How do we measure the depth of our life, he asked. The sign of a person’s or congregation’s genuine spiritual depth is measured by the width or span of his or her transforming and redeeming influence, he said.
The extent of our life affects not just people and their livelihood, but the very source of what their livelihood depends – the fish in the sea, and the fruit from the trees.
Just how wide is this extent? The scripture passage shows the transformation that the water of life brings. The water flows east, and Ezekiel was told to follow it into the desert in that direction. The desert will be transformed, for not only will the river flow through it, but on both banks of the river there will be many trees.

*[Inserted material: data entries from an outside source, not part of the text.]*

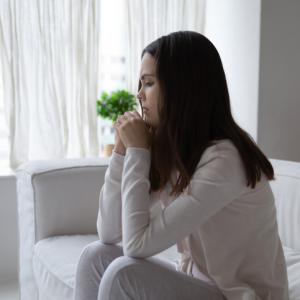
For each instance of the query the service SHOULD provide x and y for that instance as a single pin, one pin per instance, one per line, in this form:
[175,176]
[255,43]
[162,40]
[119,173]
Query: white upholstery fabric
[46,184]
[292,258]
[61,186]
[54,264]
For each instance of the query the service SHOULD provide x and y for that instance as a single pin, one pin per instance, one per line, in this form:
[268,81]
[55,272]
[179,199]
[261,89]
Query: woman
[187,152]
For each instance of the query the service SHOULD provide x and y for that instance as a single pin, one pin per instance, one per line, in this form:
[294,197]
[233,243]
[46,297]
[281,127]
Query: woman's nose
[141,96]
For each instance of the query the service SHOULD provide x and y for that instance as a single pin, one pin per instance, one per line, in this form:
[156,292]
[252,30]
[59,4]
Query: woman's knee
[97,252]
[120,278]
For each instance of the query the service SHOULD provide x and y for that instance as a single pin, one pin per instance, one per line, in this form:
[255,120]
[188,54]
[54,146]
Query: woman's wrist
[119,150]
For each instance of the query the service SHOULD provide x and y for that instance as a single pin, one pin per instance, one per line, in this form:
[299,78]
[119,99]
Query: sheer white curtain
[49,59]
[148,20]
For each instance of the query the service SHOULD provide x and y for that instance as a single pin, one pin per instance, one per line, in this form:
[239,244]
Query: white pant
[103,273]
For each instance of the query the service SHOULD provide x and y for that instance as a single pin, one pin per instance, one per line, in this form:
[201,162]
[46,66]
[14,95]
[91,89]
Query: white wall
[233,26]
[8,230]
[279,92]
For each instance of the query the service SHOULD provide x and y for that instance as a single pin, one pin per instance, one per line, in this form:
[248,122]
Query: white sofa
[57,210]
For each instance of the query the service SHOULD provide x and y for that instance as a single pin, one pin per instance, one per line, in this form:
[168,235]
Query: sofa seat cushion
[292,258]
[55,261]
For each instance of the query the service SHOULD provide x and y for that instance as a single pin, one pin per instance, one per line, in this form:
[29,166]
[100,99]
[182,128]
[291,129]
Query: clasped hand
[133,130]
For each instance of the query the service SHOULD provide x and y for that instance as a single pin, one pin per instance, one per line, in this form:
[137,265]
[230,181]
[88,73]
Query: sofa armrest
[55,197]
[58,197]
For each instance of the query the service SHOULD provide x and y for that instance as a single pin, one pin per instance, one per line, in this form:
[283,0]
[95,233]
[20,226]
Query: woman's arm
[213,186]
[109,224]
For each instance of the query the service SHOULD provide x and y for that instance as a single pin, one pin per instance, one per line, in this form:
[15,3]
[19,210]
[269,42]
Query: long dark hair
[194,110]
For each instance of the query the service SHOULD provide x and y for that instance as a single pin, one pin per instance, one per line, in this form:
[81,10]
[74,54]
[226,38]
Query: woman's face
[149,91]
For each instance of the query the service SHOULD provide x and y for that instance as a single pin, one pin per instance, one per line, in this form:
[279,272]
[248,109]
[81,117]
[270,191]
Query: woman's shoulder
[223,149]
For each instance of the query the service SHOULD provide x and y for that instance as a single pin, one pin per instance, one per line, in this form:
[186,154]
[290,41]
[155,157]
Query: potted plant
[111,105]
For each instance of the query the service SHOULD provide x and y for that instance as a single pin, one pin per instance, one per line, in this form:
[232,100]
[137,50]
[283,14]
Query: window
[112,60]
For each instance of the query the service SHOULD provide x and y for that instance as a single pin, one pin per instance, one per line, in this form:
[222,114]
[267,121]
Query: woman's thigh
[151,279]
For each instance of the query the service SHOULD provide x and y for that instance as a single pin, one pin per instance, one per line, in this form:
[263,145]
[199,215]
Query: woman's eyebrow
[147,75]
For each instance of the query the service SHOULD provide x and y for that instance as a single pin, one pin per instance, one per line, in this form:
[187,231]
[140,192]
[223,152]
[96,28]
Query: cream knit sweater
[226,229]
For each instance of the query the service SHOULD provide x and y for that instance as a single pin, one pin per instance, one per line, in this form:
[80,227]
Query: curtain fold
[49,59]
[148,20]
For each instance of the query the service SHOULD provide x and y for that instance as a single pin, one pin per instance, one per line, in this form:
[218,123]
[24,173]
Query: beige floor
[9,292]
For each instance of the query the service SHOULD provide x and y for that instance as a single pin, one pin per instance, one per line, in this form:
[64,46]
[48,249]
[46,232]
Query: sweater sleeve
[214,185]
[109,215]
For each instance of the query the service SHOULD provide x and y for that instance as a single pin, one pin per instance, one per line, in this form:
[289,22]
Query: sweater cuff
[116,163]
[137,159]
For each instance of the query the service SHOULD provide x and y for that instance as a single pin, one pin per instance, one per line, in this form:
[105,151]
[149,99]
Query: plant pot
[107,151]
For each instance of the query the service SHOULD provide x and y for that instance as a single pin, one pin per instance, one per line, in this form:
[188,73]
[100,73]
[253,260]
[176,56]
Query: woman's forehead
[148,65]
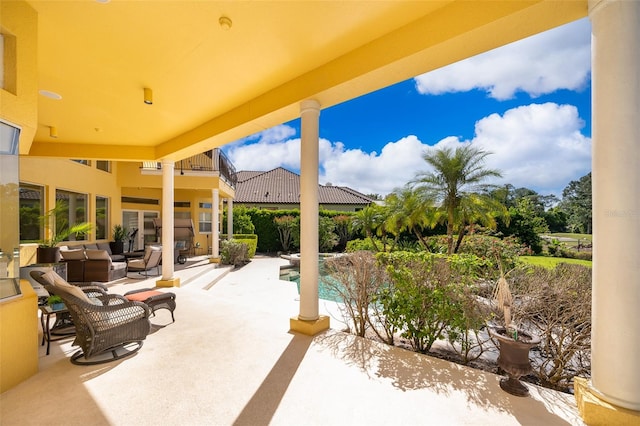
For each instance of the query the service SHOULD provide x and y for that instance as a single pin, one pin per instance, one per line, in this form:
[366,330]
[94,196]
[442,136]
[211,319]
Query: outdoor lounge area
[144,96]
[229,358]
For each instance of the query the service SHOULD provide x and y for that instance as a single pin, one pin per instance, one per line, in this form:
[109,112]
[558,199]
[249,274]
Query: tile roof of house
[280,186]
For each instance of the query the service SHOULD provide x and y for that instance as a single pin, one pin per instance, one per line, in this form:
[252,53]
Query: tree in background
[456,175]
[367,221]
[526,225]
[343,230]
[576,202]
[242,223]
[478,209]
[288,226]
[409,211]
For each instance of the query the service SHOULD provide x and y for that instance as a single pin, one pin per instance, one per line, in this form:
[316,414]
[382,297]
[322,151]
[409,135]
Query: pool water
[324,287]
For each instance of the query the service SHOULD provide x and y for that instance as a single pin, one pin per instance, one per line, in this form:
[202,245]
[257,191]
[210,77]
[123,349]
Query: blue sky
[528,103]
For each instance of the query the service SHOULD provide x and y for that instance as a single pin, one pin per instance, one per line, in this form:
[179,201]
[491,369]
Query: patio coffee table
[154,299]
[62,327]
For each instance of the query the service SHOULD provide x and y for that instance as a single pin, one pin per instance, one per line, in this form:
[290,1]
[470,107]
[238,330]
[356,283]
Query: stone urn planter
[514,358]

Note also the redemption caused by that water of life. The water flows east into the Dead Sea, so called because it is so filled with salt deposits that nothing living can survive in it. But when the river of life flows into this sea, the waters will be healed and redeemed so that the Dead Sea could be what it was supposed to be – one where fish thrives.
The Rev Dr Wee said that when the people of God are transformed and redeemed, they affect the environment. The created world benefits from the life of God’s people.
At the service, Ms Lee Shuit Kuin was ordained as a Diaconal Minister and later commissioned as a Missionary of the Methodist Missions Society to East Asia.
Ms Loretta Lim Swee Gek and Mr Reuben Ng Lee Keong were ordained as Deacons, and six Deacons were ordained as Elders – the Rev Bernard Chao Wee Chun, the Rev Khoo Kay Huat, the Rev Edmund Koh Leong Swee, the Rev Leslie Lim Kok Seng, the Rev Fred Tan Hee Kok and the Rev Aaron Tay Tian Yeow.
The Rev Tan Cheok Kian was recognised as Missionary Pastor to East Asia.
Homosexuality ‘incompatible with Christian teaching’
TRAC has issued a statement on the practice of homosexuality. On Nov 24, 2009 – the second day of the 34th Session of TRAC – the Rev Dr Gordon Wong, Chairman of the Board of Ministry, read out this statement: “TRAC ministerial session reaffirms the Methodist position that ‘homosexual persons are individuals of sacred worth’ (The Book of Discipline Para 84: 3C) and also that ‘the practice of homosexuality is incompatible with Christian teaching’ (The Book of Discipline Para 535: 1-2). (Leviticus 18: 22; 20: 13; Romans 1: 26-32; 1 Corinthians 6: 9-10).”